- Directed by: Christian Sesma
- Written by: Paul Sloan Christian Sesma
- Produced by: Mike Hatton
- Starring: Paul Sloan Quinton Rampage Jackson Michael Jai White Jason Mewes Michael Madsen
- Cinematography: Anthony J. Rickert-Epstein
- Edited by: Eric Potter
- Music by: Kevin Reipl
- Production companies: Oscar Gold Productions Seskri Produktionz Ton of Hats Vallelonga Productions
- Distributed by: CineTel Films Anchor Bay Entertainment (DVD)
- Release date: June 24, 2016;
- Running time: 107 minutes
- Country: United States
- Language: English

= Vigilante Diaries =

2016 film directed by Christian Sesma

Vigilante Diaries is a 2016 action film directed by Christian Sesma, and starring Paul Sloan, Quinton Rampage Jackson, Michael Jai White, Jason Mewes and Michael Madsen. It was based on a 2013 web series of the same name. Reviews were mostly negative.

==Cast==
- Paul Sloan as "The Vigilante"
- Quinton "Rampage" Jackson as "Wolfman"
- Kevin L. Walker as The Kid
- Michael Jai White as Barrington
- Jason Mewes as Michael Hanover
- Michael Madsen as Moreau
- Mike Hatton as Barry
- Noel Gugliemi as Nero
- Danny Trejo as Joe "Crazy Joe"
- James Russo as Mr.

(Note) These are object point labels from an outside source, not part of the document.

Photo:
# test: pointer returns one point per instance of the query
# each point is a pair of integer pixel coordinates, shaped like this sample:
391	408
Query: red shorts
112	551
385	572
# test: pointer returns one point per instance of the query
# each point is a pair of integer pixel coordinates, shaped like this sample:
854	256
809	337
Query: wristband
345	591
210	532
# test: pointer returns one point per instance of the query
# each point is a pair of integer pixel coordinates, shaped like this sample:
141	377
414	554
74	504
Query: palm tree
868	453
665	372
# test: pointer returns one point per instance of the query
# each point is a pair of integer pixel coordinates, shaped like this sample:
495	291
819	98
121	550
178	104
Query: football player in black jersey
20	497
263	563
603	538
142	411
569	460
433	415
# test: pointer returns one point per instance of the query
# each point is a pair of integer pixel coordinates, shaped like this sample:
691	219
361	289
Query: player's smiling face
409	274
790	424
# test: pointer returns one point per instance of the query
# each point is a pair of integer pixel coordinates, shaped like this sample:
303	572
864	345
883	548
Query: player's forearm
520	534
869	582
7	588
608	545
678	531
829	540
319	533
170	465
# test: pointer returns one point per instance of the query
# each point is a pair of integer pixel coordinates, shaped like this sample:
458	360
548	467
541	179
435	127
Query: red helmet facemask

Hanover
- Arman Nshanian as Andreas
- Chasty Ballesteros as Raven
- Chavo Guerrero Jr. as "Tex-Mex"
- Jacqueline Lord as Jade
- Jessica Uberuaga as "Red"
- Mark Sherman as The Geek
- Mary Christina Brown as Swan
- Gary LeRoi Gray as Bass
- Steven Samblis as The High Roller
- Levy Tran as Kid 2.0

== Production ==
Vigilante Diaries originated as a web series which starred Jason Mewes, Paul Sloan, Kevin L. Walker, and Jacqueline Lord. Funding for the series was partially raised via the crowdfunding website Chill and the series aired on the USA Network in 2014, but was cancelled after only seven episodes. In 2014 production began on a film that would see Mewes, Walker, and Sloan returning. Other actors included Quinton Rampage Jackson, Michael Madsen, Michael Jai White, and Noel Gugliemi. Chavo Guerrero, a professional wrestler, played Tex-Mex. He was credited as Sal Guerrero.

== Release ==
The film was internationally distributed by CineTel Films. It was theatrically released in select theaters on June 24, 2016 and was released on VOD, DVD, and Blu-ray on July 5, 2016. Anchor Bay Entertainment handled the American distribution rights on DVD.

== Reception ==
The film was met with mostly negative reviews. The film received a 17% from critics on Rotten Tomatoes. A reviewer for the Los Angeles Times wrote that "Vigilante Diaries never rises above what it is: a bunch of frenetic shootouts and fight scenes unencumbered by plot." Edward Douglas of Film Journal International subtitles his review as "Writing and direction below the level of a standard videogame make for an almost unwatchable action thriller." Kam Williams of Baret News Wire reviewed the film stating, "Despite the fact that this high-octane thriller never made any sense, I must confess that it held me in its thrall from start to finish purely on the strength of the over-stimulation of its incessant visual capture."